Gigaba further said that the cabinet was still dealing with the
matter of rationalising the number of international airports that the
country has. “Cabinet has taken a decision at our request as home
affairs to rationalise the international airports because we have
been complaining.
“For example, Upington is an international airport only in summer
during hunting seasons and in winter during harvesting season. Nelson
Mandela, is an international airport but who lands there?
“So if there is no soccer game, rugby game or international event, we
have to provide immigration officers for an airport that is not
utilised for such purpose. We need to rationalise the immigration
officers and we have to increase our capacities,” he said.

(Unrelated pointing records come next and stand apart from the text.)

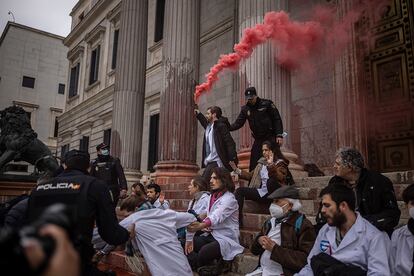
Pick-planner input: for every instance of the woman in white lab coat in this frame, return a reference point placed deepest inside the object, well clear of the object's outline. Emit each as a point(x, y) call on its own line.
point(402, 240)
point(198, 207)
point(222, 220)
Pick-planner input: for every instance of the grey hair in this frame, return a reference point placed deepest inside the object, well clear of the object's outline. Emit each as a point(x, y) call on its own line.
point(296, 204)
point(351, 158)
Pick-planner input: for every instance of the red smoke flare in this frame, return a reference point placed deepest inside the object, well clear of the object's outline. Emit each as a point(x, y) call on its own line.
point(298, 42)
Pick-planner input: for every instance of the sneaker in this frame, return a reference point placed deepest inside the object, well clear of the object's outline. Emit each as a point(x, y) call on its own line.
point(257, 272)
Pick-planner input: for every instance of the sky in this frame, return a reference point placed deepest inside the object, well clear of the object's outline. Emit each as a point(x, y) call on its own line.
point(47, 15)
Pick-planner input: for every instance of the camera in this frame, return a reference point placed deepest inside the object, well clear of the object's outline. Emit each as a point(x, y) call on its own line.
point(12, 256)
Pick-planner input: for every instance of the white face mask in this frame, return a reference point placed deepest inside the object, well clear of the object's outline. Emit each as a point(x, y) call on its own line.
point(276, 211)
point(411, 212)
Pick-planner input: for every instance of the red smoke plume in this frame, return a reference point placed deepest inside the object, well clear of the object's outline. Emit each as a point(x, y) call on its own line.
point(298, 42)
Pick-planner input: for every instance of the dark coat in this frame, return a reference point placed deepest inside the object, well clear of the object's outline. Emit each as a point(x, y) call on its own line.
point(17, 216)
point(293, 252)
point(376, 200)
point(225, 145)
point(264, 119)
point(116, 178)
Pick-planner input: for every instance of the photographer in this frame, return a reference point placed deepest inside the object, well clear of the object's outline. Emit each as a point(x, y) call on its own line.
point(64, 261)
point(88, 198)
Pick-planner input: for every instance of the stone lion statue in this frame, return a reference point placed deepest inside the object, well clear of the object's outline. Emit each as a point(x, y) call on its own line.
point(18, 142)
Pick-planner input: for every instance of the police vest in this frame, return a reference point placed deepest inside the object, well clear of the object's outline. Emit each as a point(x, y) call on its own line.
point(72, 192)
point(105, 171)
point(58, 190)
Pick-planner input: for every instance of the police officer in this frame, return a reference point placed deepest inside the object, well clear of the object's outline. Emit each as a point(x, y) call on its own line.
point(109, 170)
point(264, 121)
point(88, 199)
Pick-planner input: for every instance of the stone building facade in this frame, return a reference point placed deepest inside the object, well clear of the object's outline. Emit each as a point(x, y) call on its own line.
point(33, 70)
point(143, 106)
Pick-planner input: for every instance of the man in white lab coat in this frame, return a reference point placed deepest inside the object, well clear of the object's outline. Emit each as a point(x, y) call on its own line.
point(348, 241)
point(402, 241)
point(222, 221)
point(156, 198)
point(156, 239)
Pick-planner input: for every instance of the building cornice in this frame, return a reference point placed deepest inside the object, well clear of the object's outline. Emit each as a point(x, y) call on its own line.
point(75, 52)
point(86, 22)
point(25, 104)
point(95, 34)
point(114, 14)
point(27, 28)
point(72, 113)
point(217, 30)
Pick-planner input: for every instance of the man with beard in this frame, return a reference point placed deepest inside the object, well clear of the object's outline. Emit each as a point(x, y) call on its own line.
point(402, 241)
point(348, 243)
point(375, 197)
point(219, 148)
point(109, 170)
point(264, 122)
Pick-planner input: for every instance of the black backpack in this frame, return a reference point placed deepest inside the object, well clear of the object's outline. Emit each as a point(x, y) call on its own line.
point(6, 206)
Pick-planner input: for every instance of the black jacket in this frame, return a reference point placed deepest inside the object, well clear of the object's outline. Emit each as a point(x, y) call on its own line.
point(225, 145)
point(114, 177)
point(264, 119)
point(91, 201)
point(17, 216)
point(376, 200)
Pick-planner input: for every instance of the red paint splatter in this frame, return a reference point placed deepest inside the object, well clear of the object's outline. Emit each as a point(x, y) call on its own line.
point(298, 42)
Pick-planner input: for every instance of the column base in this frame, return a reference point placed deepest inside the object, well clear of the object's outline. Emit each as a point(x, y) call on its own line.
point(132, 176)
point(244, 158)
point(296, 170)
point(170, 172)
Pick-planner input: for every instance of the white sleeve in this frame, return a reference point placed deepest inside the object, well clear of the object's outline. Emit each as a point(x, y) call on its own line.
point(203, 205)
point(225, 208)
point(183, 219)
point(393, 251)
point(378, 255)
point(307, 270)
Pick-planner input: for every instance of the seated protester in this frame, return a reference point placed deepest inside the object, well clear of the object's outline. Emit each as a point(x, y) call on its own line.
point(348, 243)
point(198, 189)
point(261, 185)
point(222, 220)
point(128, 206)
point(198, 205)
point(137, 186)
point(375, 195)
point(320, 219)
point(155, 197)
point(286, 237)
point(402, 241)
point(156, 239)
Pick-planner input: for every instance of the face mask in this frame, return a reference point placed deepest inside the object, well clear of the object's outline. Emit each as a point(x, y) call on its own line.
point(411, 212)
point(276, 211)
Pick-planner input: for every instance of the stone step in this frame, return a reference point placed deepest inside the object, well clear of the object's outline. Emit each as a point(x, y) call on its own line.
point(177, 194)
point(242, 264)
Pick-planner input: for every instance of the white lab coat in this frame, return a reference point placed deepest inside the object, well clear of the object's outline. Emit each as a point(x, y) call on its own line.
point(224, 217)
point(363, 245)
point(201, 205)
point(164, 206)
point(156, 238)
point(402, 246)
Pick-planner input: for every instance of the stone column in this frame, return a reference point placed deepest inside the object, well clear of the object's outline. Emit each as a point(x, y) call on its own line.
point(349, 101)
point(271, 81)
point(129, 94)
point(178, 133)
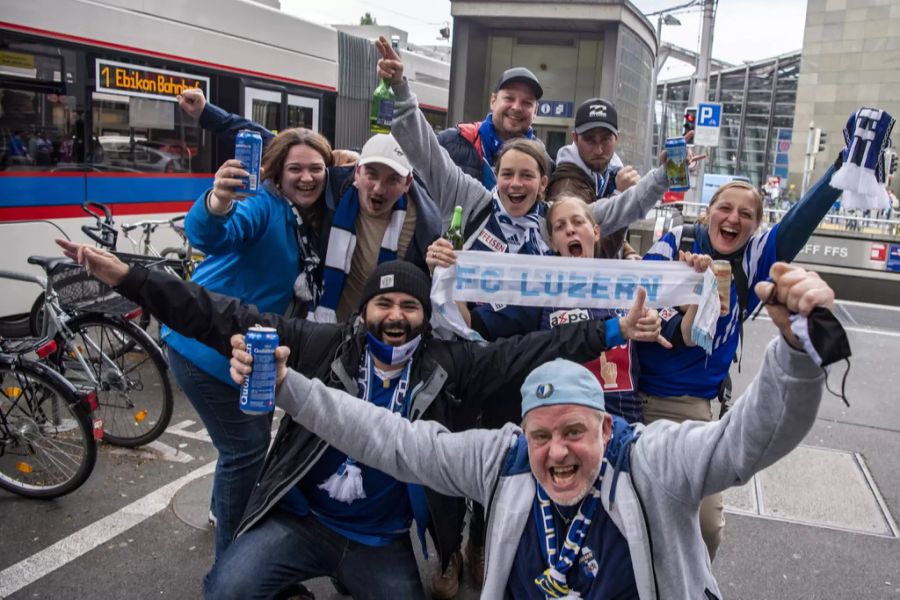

In 2017, the OR Tambo international airport was seriously
undercapacitated and home affairs’ view was that there was a need to
rationalise the immigration capacity to provide services at the busy
international airports where such services were required, added
Gigaba.
“The matters went to court, we are appealing the matter in the
Constitutional court, not to get to the merits of the case, but to
just explain how we got to where we are. The court’s decision was in
favour of the applicants. Our arguments, both in relation to the high
court and the supreme court was that we have not been listened to, in
terms of the merits of our arguments, but the matters were based on
what we thought was peripheral and dismissable issues that served
before the courts.”
He said that he had left the department of home affairs at the time
when judgments were being made and appeals being made until his
recent return in March. When the supreme court made its judgment
around September, October last year in favour of applicants, “they
then submitted a supplementary application to be allowed to operate
the Fireblade, meanwhile pending a decision by home affairs to appeal
or not”.
The permission was granted on condition that they (applicants) were
going to pay for the immigration services and that had subsequently
been done, said Gigaba, adding that only immigration services were
being paid and all other government services were not being paid, “so
meaning that government services were being provided to a private
family for free as a result of the decision”.